Cela nous appelle à réfléchir sur notre bap­tême. Notre baptême nous a donné de vivre de la vie même de Dieu c'est-à-dire de lui être consacrés. Cela non pas en étant retirés du monde, mais pour que, par nous, l'œuvre de Dieu puisse agir en ce monde. Et donc que notre personne ne soit pas simplement une conversion, un retournement vers Dieu mais que nos actes aussi deviennent, par l'intervention de Dieu, des actes salvifiques, des actes de sanctification pour nos frères et pour le monde. Dans sa prière au Père, Jésus précisait : "Je ne Te prie pas pour que Tu les retires du monde, mais pour que Tu les consacres dans la vérité !" pour que chaque homme devienne, par le baptême, à l'image de Marie, des lieux de la présence de Dieu. C'est pourquoi le baptême nous fait non seulement devenir enfants de Dieu parce que Dieu devient notre Père à tous, non seulement vivre de la vie même du Christ, être d'autres Christs dont Il est Lui-même premier-né de tous les baptisés que nous sommes, pour être présentés au Père et se réconcilier le monde, mais le baptême, comme se plaît à le dire saint Paul, fait de nous les temples de l'Esprit.

La présence de Dieu n'est donc plus localisée dans un lieu très circonscrit tel que le temple de Jéru­salem, mais Il vient habiter le cœur des hommes, Il vient se révéler dans la profondeur des êtres et mur­murer en nous un chant d'amour au plus profond de notre personne, nous faire sentir que notre existence elle-même ne dépend pas de nous mais qu'elle est entièrement consacrée, c'est-à-dire sanctifiée par sa présence.

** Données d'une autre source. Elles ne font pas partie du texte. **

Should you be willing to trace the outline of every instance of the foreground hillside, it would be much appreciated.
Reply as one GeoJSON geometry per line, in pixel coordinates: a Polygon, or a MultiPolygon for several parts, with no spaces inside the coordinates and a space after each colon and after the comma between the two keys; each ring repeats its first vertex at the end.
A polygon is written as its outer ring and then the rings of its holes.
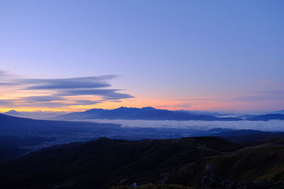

Demandons à Marie, au cœur de cette œuvre de sanctification qu'elle a partagée en ce monde, de nous faire comprendre cela. Qu'au cœur de notre vie sociale, politique, humaine et familiale, nous sommes le reflet de l'ouvrage de Dieu, que nos actes, parfois, nous dépassent et peuvent être, pour les autres, reflets de la tendresse et de la miséricorde de Dieu, et que, en nous-mêmes réside cette joie d'être les lieux de la présence de Dieu, temples de l'Esprit qui nous fera un jour nous écrier avec tous les saints et particulière­ment avec Marie : Mon âme exalte le Seigneur, parce que Dieu a vaincu en moi la mort et qu'Il m'appelle à une vie éternelle, vie de sanctification qui, dès au­jourd'hui commence avec nous quand la consécration qui est finalement un lien indéfectible entre deux per­sonnes se réalise tout particulièrement dans le lien que nous avons avec le Christ qui communie à notre per­sonne, à notre corps, à notre être profond quand nous recevons son corps et son sang.